As One Chapter Closes...
Natalie Moser
As one chapter closes another begins. This Friday (tomorrow) will mark my sixth of six chemotherapy treatments. That's right. My last one. I can't believe it. I'm thrilled by it and concurrently I'm more anxious and filled with mixed feelings than I have been thus far. You see, I handled chemotherapy like a champ. Truly. Minus some side effects, which I'll leave for another post, I did so much better than I thought I would. I kept teaching yoga. I kept taking yoga. I kept shooting though I wasn't actively marketing my services. I actually gained weight (whether this is a positive or not depends on the day). I lost my hair but did pretty well with my beanies, scarves, and most often with my bare head. I felt mostly optimistic and though I didn't have my normal energy, frankly, I felt pretty good... most of the time. Honestly. My kids fared well through it all and the concerns my son had about me wearing a wig (he wanted me to wear one when he first discovered I'd be losing my hair) receded (for lack of a better word) until when I actually tried to wear a wig, he told me it looked weird. I must admit it felt weird, too. For me, wig-less with a smile was a much more comfortable, natural and freeing way to be.

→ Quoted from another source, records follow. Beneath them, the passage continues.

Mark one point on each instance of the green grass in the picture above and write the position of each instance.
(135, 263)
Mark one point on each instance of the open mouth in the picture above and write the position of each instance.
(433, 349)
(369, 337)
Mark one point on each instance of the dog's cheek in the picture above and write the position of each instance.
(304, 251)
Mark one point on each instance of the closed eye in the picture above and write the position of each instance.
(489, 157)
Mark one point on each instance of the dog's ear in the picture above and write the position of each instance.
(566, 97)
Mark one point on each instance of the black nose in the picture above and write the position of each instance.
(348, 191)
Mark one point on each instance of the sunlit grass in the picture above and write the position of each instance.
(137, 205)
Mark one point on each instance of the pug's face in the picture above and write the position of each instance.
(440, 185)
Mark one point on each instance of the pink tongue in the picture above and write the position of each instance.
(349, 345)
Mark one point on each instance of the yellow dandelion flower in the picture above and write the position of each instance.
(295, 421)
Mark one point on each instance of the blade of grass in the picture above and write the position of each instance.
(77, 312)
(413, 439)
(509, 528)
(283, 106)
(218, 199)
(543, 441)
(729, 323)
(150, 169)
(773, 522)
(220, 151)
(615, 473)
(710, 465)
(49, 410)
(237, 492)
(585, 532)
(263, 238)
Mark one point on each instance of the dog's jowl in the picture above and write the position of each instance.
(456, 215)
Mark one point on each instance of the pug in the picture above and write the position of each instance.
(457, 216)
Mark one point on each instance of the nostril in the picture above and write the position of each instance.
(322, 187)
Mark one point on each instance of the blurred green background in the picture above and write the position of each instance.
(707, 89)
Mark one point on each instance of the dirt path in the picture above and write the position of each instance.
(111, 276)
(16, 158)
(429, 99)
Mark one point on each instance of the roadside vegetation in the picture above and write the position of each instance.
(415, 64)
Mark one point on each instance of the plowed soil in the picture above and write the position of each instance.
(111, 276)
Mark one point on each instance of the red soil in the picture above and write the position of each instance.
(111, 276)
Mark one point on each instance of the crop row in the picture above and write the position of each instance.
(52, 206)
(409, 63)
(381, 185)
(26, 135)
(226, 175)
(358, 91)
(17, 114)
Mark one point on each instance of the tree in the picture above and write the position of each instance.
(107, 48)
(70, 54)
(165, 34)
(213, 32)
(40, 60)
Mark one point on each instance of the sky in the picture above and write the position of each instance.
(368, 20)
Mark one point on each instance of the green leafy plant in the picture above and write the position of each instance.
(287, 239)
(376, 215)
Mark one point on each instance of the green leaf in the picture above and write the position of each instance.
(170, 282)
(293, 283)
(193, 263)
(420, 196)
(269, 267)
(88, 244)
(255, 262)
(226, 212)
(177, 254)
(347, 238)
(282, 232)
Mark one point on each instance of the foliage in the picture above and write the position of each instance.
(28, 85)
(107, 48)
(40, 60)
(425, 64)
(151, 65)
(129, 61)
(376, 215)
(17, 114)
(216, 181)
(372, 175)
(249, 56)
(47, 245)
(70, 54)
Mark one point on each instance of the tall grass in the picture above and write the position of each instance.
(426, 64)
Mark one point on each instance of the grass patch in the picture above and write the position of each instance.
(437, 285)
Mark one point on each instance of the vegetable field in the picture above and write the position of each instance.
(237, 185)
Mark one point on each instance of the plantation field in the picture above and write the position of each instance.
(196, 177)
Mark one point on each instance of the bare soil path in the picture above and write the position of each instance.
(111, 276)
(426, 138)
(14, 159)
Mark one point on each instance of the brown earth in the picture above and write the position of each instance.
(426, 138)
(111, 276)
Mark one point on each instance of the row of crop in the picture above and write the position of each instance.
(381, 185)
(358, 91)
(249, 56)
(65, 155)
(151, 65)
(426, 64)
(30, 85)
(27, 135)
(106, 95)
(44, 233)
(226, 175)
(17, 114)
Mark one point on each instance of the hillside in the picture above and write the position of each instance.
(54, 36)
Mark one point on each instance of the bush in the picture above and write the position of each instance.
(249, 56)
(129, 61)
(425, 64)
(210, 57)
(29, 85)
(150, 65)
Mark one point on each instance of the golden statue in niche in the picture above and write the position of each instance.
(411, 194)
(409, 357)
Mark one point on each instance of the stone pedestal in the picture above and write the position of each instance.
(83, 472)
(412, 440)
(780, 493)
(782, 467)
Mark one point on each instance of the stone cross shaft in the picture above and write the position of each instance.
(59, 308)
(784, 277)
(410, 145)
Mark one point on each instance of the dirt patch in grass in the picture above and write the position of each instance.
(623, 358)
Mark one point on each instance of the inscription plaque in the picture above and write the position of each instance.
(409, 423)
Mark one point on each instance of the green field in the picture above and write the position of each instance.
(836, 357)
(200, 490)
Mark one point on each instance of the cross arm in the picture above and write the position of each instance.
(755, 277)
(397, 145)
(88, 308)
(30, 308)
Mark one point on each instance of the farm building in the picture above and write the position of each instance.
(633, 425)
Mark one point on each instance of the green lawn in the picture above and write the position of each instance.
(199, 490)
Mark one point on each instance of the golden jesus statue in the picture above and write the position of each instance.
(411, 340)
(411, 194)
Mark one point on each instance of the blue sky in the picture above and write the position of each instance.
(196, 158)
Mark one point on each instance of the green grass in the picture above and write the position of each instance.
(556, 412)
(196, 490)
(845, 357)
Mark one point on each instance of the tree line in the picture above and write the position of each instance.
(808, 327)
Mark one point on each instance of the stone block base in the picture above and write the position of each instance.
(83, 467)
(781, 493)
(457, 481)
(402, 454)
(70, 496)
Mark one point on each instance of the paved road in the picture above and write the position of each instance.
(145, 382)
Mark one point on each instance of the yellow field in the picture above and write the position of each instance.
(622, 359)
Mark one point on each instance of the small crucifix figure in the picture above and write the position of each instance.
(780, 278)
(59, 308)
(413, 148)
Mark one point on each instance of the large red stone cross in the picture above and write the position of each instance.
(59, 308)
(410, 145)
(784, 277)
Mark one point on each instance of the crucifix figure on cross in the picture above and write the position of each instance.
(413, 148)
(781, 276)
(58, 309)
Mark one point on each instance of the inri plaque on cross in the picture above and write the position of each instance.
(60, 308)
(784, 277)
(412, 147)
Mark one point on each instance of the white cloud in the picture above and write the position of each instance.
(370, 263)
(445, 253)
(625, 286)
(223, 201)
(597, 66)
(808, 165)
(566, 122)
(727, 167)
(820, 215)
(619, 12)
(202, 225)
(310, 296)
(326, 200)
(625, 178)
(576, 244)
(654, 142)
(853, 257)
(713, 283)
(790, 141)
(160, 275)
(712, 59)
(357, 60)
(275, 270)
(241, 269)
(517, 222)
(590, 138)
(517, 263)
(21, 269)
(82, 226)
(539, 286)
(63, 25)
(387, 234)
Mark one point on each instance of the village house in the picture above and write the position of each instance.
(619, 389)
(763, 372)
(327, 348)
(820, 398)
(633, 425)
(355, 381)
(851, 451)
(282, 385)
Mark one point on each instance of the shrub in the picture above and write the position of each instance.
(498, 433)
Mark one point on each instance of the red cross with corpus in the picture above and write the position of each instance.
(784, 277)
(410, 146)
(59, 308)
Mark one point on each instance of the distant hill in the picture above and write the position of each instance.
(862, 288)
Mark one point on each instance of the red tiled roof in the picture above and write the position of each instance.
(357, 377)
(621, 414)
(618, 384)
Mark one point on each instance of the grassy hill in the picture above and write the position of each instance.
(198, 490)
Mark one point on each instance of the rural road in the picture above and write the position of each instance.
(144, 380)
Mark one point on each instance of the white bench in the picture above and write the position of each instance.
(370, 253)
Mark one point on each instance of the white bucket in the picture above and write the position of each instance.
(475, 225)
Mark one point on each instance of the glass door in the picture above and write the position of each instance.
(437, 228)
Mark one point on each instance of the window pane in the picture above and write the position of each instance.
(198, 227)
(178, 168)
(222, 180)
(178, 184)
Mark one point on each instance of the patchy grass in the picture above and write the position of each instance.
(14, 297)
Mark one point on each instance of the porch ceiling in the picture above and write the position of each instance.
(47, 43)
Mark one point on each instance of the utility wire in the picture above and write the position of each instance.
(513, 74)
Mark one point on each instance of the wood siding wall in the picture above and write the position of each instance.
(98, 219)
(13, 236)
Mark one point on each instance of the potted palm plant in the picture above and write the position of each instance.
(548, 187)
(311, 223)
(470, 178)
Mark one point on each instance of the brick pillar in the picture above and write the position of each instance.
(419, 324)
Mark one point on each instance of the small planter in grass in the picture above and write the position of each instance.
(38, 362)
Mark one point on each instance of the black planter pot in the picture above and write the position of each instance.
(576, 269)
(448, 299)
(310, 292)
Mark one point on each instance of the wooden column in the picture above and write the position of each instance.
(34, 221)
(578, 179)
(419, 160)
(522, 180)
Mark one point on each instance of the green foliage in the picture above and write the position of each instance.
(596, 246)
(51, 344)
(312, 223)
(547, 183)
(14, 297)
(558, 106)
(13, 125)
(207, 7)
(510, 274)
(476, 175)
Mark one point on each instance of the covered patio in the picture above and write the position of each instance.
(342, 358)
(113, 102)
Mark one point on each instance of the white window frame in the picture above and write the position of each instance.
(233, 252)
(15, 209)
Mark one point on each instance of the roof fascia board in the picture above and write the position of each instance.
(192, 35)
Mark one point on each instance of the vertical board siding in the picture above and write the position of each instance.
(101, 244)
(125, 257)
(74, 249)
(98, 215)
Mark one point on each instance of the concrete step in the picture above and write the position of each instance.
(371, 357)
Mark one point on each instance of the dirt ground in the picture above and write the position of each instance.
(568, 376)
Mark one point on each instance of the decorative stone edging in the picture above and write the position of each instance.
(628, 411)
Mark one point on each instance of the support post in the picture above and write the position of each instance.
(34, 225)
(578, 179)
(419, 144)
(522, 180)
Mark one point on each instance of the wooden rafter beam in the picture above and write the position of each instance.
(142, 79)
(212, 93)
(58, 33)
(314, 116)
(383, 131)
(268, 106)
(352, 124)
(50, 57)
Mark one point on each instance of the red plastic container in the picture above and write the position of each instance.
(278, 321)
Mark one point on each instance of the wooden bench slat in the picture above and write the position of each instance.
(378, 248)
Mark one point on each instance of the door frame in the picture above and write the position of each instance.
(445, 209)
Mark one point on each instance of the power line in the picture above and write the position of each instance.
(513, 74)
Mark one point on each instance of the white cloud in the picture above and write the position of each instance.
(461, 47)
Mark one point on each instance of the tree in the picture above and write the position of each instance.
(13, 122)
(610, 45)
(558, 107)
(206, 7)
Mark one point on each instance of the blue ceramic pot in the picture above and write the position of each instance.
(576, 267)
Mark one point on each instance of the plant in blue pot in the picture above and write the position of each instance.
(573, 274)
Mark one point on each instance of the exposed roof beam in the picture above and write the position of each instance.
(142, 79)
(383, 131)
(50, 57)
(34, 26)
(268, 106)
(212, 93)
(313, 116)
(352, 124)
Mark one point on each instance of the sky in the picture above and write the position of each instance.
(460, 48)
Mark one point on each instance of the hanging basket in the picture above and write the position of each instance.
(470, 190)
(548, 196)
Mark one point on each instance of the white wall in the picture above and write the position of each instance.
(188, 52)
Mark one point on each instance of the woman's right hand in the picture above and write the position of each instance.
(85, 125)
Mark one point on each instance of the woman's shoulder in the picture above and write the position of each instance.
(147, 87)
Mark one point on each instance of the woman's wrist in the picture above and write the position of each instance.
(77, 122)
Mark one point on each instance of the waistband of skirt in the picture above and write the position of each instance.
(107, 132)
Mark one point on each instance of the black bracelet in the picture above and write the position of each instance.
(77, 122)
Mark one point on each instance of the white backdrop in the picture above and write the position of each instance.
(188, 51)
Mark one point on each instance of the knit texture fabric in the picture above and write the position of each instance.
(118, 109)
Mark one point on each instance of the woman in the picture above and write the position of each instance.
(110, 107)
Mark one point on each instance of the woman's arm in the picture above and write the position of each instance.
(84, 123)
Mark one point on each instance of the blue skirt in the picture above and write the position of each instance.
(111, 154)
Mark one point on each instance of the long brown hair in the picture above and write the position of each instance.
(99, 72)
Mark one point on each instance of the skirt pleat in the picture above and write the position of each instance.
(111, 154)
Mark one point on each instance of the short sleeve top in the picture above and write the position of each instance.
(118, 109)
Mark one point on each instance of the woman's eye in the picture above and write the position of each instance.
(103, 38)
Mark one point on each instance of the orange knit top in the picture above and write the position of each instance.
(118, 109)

More recently, I have been feeling the expected cumulative fatigue from treatment in my muscles. I certainly don't feel 100% but instead feel tight and as if I had run a 5k the day before everyday (trust me that I haven't run a 5k in quite some time). ;) In yoga this week, I felt more physically tired and weaker than my normal self. One of the hardest parts of this awareness comes when the storyteller in my head begins to create the narrative: "You won't feel better than this... so, enjoy it. This next round will make you weaker and then you will have surgery. Then you will not be the same body practicing in this way. The way you felt while practicing when strong in your body, your whole body, is gone. You will never quite feel that feeling again." I listen for a moment and acknowledge the truth in the narrative. Then though, I consider how our bodies are transforming, how we are transforming in every moment. Through aging, practicing, injury, strengthening, surgery, resting, etc. we are always changing and really we can never be where or who we were before. Nothing new here. We cannot spend each day grieving for our past state of being or we will have no time to be fully present in our current state of being. So, I just have to be patient with myself, wait for stillness and see what's possible, see what reveals itself, and what light will be shed in the moment. I quiet the voices in my head though they keep raising their hand asking for my attention.
I'm reminded of looking in the mirror while practicing yoga a day or two before I started chemotherapy and before the first chapter really commenced. I consciously made an effort to thoroughly enjoy my "pre-chemotherapy, pre-treatment" body in its wholeness and vitality. I drank it in. I remembered back to my high school years when I danced all the time... when it was my life and my love. I remembered back to when it was taken away from me by circumstances beyond my control. I remember that by the time I got back to dancing again many months later it just didn't feel quite the same. I remember how much I LOVED performing on stage and how I don't remember which performance was my last one. I grieve for not being fully present and drinking that performance in so many years ago-- the lights, the excitement, the audience, the exhilaration, and the getting lost in myself, in the music and in the dance. This time around, blessed with this little wisdom, I made a conscious effort to sip enthusiastically in the knowing, in the moment before the storm, in the feeling I felt at that time. I am at peace and feel blessed by this realization and the subsequent purposeful awareness that followed.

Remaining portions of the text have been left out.